Sweden's poultry plant investment programme was completed, and the plant is operating well. The development of sales volumes is as expected. The renewed plant enables the launching of new products in the market, balancing demand and supply. It is positive that also Swedish consumers are increasingly favouring fresh chicken.
In 2018, the value of inventories in our balance sheet increased, which weakened our operating cash flow. This development was affected in part by the increased costs of several raw materials and supplies."
Atria Group's net sales for the fourth quarter amounted to EUR 376.9 million (EUR 374.4 million). EBIT amounted to EUR 6.7 million (EUR 13.4 million). The net sales of Atria Finland grew by EUR 7.8 million from the previous year. In Finland, sales to retail and to Food Service customers continued to grow during the last quarter of the year. Atria Sweden's net sales were reduced by the divestment of the Nordic Fast Food business operations in December 2017 and the weak Swedish krona. In Sweden, sales to retail of poultry products continued to grow during the last quarter of the year. For Atria Denmark & Estonia, net sales remained roughly at the same level year-on-year. The decrease of Atria Russia's net sales was due to the weakened exchange rate.
Atria Finland's EBIT fell slightly year-on-year. The increased costs of raw materials, especially meat, and other production assets weighed down Finland's EBIT during the last quarter of the year. In addition, the Group's EBIT was burdened by increased raw material costs in Sweden and Russia as well as Atria Sweden's unfavourable sales structure of poultry operations. Atria Denmark & Estonia's EBIT weakened slightly year-on-year.
In November, Atria decided to increase the production of cattle, pig and poultry feeds in the Koskenkorva plant in Ilmajoki. A new poultry feed production line as well as cattle and pig feed storage silos will be built for the feed plant. The investment will be executed by Suurusrehu Oy and Oy Feedmix AB, the owners of the properties leased by A-Rehu Oy. Through the investment, the production capacity of the Koskenkorva feed plant will increase about 30% in all feed types: cattle, pig and poultry feed. The investments will also improve the delivery reliability of chicken feeds. The investment will be executed in 2019 and will be in production use in early 2020.

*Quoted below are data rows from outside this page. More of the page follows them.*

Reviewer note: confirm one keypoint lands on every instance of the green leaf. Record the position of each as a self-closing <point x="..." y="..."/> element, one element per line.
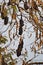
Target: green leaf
<point x="2" y="39"/>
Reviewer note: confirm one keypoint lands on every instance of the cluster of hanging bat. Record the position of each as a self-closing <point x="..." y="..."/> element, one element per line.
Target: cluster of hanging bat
<point x="32" y="6"/>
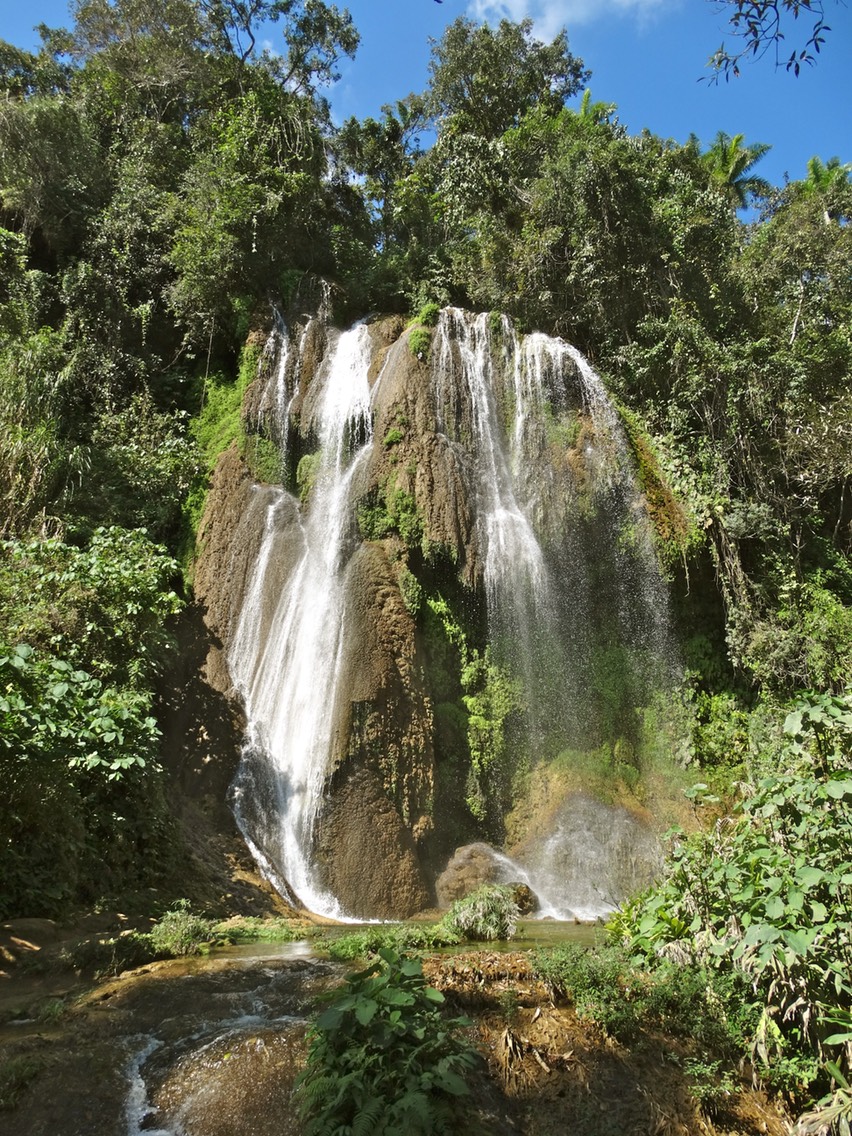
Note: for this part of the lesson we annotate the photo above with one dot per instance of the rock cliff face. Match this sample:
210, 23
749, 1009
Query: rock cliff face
392, 614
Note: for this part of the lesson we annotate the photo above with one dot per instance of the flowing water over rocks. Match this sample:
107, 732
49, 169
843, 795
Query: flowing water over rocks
189, 1047
454, 582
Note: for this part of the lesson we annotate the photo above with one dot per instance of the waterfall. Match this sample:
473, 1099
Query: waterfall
287, 673
562, 550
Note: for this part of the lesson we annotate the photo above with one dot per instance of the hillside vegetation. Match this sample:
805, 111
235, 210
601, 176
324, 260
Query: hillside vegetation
161, 178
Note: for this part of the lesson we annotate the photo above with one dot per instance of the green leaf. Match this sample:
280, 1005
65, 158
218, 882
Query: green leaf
366, 1011
838, 788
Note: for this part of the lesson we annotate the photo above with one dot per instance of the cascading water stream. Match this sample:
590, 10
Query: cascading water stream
289, 675
561, 540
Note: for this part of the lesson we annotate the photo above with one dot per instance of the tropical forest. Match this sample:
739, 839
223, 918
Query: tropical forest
425, 596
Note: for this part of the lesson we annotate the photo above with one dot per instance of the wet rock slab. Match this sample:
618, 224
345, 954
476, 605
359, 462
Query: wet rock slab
184, 1047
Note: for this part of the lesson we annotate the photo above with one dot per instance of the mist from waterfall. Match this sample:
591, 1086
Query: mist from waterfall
287, 673
568, 571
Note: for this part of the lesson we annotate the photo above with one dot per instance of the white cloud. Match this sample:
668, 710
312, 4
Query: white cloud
550, 16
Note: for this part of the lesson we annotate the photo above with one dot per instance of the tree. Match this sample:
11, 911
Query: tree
760, 25
485, 81
729, 163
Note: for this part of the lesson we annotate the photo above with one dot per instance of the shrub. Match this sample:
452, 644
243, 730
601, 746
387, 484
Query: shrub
360, 944
180, 932
490, 912
384, 1060
767, 894
600, 983
419, 341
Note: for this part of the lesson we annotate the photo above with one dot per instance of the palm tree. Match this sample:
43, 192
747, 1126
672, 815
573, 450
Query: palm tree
729, 161
823, 178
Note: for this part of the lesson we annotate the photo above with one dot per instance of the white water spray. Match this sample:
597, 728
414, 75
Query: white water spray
289, 677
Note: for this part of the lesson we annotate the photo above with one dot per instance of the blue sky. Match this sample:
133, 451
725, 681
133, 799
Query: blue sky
645, 56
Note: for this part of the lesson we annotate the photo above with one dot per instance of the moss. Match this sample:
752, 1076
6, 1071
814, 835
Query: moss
676, 534
217, 427
306, 474
428, 314
262, 458
411, 591
419, 341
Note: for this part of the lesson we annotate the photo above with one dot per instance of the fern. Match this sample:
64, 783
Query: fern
384, 1061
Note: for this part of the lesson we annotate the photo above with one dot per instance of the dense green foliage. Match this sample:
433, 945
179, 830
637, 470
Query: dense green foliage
767, 896
384, 1059
490, 912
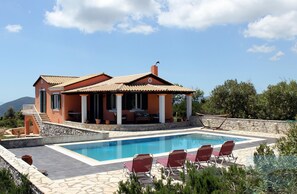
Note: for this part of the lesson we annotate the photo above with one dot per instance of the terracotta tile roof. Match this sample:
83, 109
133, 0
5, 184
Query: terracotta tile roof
75, 80
131, 88
54, 80
125, 79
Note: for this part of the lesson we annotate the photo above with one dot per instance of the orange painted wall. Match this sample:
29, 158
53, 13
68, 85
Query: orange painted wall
71, 103
153, 105
40, 85
35, 127
54, 115
88, 82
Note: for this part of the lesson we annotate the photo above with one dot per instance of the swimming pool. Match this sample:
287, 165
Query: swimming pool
126, 148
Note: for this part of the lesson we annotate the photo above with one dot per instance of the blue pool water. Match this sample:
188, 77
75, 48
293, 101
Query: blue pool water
112, 150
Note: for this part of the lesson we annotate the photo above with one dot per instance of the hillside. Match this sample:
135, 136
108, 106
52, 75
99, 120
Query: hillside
16, 104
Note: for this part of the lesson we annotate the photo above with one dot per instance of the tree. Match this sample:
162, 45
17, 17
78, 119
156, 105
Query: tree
233, 98
179, 102
9, 114
279, 101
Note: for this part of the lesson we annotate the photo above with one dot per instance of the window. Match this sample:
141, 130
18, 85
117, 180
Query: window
56, 101
130, 101
111, 101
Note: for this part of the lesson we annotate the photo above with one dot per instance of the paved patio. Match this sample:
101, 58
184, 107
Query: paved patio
68, 175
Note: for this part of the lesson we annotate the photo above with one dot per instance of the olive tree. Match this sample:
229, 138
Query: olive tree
279, 101
233, 98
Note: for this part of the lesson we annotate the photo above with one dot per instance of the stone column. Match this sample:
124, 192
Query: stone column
189, 105
84, 108
119, 108
162, 108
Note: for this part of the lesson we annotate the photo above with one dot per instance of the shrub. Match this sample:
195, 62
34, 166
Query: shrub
7, 184
208, 180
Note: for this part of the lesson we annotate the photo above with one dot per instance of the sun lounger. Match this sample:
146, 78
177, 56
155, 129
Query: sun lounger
175, 160
226, 151
141, 164
203, 154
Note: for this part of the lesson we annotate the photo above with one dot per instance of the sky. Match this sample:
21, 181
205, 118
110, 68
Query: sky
200, 43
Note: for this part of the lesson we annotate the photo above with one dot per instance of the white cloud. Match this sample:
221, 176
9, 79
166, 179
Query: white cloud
14, 28
92, 15
141, 29
274, 27
261, 49
294, 48
265, 19
277, 56
200, 14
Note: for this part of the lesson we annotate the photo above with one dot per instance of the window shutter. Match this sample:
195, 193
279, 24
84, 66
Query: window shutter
130, 101
144, 101
52, 101
59, 101
108, 101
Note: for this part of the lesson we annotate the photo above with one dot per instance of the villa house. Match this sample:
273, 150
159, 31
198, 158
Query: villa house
141, 97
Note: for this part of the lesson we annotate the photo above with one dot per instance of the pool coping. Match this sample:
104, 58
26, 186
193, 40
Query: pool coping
94, 162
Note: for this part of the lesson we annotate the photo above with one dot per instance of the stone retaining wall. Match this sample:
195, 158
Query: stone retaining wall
16, 166
53, 129
53, 133
266, 126
130, 127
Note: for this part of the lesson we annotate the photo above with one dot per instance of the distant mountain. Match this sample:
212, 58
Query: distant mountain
16, 104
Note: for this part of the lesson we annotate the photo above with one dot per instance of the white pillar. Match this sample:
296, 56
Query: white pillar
162, 108
84, 108
119, 108
189, 106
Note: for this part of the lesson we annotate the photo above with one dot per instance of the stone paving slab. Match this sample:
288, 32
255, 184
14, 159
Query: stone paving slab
67, 175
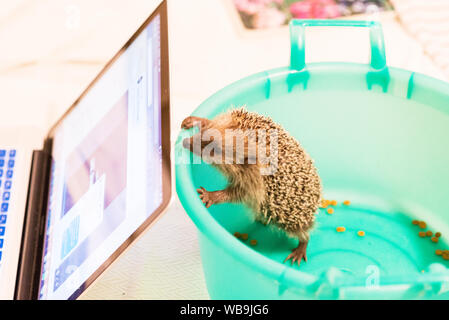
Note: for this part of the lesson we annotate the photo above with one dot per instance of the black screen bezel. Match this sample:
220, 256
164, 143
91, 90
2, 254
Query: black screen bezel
161, 10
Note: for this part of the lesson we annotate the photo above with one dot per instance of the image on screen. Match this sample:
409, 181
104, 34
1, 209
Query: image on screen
106, 175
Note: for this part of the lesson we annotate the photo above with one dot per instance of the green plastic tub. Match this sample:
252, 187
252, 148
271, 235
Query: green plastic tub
380, 138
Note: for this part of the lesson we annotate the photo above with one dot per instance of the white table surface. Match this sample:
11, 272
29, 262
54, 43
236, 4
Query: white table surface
52, 49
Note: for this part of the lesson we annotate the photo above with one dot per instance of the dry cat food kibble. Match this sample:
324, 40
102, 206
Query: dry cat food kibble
325, 203
422, 225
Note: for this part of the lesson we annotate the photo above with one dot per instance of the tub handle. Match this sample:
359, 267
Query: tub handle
333, 284
379, 71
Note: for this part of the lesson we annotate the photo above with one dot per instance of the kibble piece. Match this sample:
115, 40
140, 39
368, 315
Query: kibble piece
422, 224
325, 203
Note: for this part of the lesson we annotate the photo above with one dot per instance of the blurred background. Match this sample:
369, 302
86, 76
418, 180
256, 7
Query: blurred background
52, 49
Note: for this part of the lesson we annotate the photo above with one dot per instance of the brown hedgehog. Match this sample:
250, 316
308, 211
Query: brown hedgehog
275, 177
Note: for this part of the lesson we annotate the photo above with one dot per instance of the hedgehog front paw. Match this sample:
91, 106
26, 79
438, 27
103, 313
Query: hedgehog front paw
298, 254
206, 196
189, 122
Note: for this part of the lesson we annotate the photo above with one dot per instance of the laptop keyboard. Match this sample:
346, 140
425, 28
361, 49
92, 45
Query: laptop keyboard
7, 164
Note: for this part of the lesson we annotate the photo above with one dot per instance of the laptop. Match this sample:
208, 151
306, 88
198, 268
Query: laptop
98, 181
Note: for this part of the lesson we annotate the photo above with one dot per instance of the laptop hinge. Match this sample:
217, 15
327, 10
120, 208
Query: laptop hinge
28, 274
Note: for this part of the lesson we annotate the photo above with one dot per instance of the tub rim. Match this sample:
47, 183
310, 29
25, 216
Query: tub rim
419, 86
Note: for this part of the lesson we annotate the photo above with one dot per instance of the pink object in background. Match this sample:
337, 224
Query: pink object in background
269, 17
320, 9
251, 6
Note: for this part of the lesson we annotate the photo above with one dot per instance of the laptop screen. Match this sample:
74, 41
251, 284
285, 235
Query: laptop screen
106, 176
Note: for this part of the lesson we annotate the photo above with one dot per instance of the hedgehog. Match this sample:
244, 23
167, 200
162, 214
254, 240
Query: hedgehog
276, 177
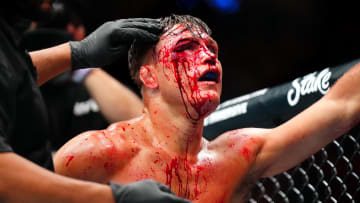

Atria Group's net sales for January–December totalled EUR 1,438.5 million (EUR 1,436.2 million). At comparable exchange rates, the Group's net sales grew by 2%. EBIT amounted to EUR 28.2 million (EUR 40.9 million). The net sales of Atria Finland grew by EUR 32.8 million from the previous year, totalling over EUR 1 billion. In Finland, sales to retail and to Food Service customers continued to grow steadily throughout the year. The weakened Swedish krona and Russian rouble brought down the Group's net sales in January– December.
Atria Finland's and Denmark & Estonia's EBIT improved from last year. In Finland, the good result of the beginning of the year and the successful sales of the barbecue season strengthened EBIT. In Sweden, EBIT was weighed down by the poor profitability of poultry operations and increased raw material costs. In Russia, EBIT was brought down by significantly increased raw material costs.
In August, Atria successfully launched its new Vegyu brand, a 100% meat-free product range. The products of the versatile range include convenience foods, cold cuts, and cooking products. Vegyu is aimed at consumers looking for alternatives to meat-based products or variation in their meal solutions.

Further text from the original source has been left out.